А в самом финале… В самом финале, когда дыхание чуть
сбилось, а руки чуть подустали, — в самом финале я сама потянулась к ее
губам, вот черт… Я сама! Ее темно-вишневые губы перестали быть склепом, не
нужно было больше протирать пыль с надгробий, менять засохшие цветы и гонять
ящериц. Ее темно-вишневые губы стали простынями в розовых лепестках, на которые
опустилось, рухнуло, упало мое уставшее, дрожащее тело. И… Они больше не были
надменными, ее губы. И я простила им все — и нелюбовь ко мне, и любовь к
чипсам, и ее дурацкое «тренируйся на кошках»… Я простила ей все… Я прощала ей
все заранее, даже то, чего она не совершала, но могла совершить… И сумасшедшую
идею убийства Ленчика — я простила ей уже тогда…
И только рев обезумевших папиков заставил меня отпрянуть от
Динкиных губ. С сожалением отпрянуть. Зал содрогнулся от аплодисментов, воплей,
свиста — и они вспугнули нас, как птиц, заставили броситься к силкам кулис. Там
нас уже ждали Ленчик, Алекс и Виксан: Алекс и Виксан — смертельно-бледные, с
бескровными губами. А Ленчик…
Ленчик торжествовал.
Теперь я видела только его лицо; оно, казалось, увеличилось
в размерах, заняло все пространство: монументальный нос, монументальный,
высеченный из скалы подбородок; просторный безмятежный лоб и глаза. Гашеная
известь глаз зашипела и растаяла, выпустив на поверхность застенчивую, мутную
голубизну. Ленчик притянул нас к себе и крепко обнял:
— Да! Вы сделали это! Да!.. Ну, что я говорил?!
К нам потянулись Алекс и Виксан. Поцеловать, приложиться,
засвидетельствовать почтение. И мы, маленькие сучки, соплячки, твари
живородящие, которые только что примерили на себя дерюгу первой славы — мы
снисходительно позволили им приблизиться.
Теперь они были никем, Алекс и Виксан. И даже Ленчик, если
разобраться.
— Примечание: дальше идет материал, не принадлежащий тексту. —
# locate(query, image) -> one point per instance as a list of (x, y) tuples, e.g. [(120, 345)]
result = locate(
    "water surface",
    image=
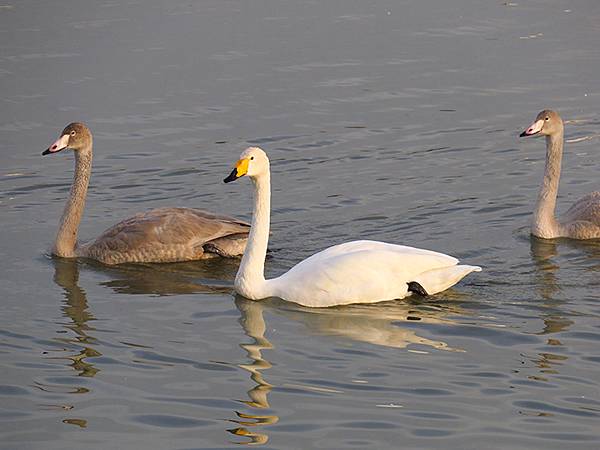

Теперь никто и не вспомнит о них, теперь они всегда, всегда будут
в тени наших с Динкой тяжелых ботинок!… Теперь они были никем, а мы были всем.
Если у меня на секунду и возникло сомнение в этом, его сразу
же смели рев, свист и аплодисменты папиков. Папики были покорены сразу и
навсегда, две нимфетки-лесби прищемили им хвосты на раз-два; и пистолетные
дула, и ножи-серборезы — тоже прищемили.
Динка взяла меня за руку и отвела в сторонку, к каким-то
картонным ящикам. Она усадила меня, а потом опустилась на ящик сама: рядом,
близко, касаясь меня всем телом. И крепко сжала мне руку, и уткнулась губами
мне в волосы.
— Неужели это мы? — спросили Динкины губы у моих
волос.
— Мы…
— Мы — «Таис»… Ты веришь в это, Ренатка?
— Верю, — сказала я и закрыла глаза.
…Папики унялись только тогда, когда мы снова выскочили на
сцену и снова прогнали свою «Запретную любовь», а потом — еще один,
необкатанный шедевр Лешика с Виксаном: «Игла». И — «Твои глаза» на закуску.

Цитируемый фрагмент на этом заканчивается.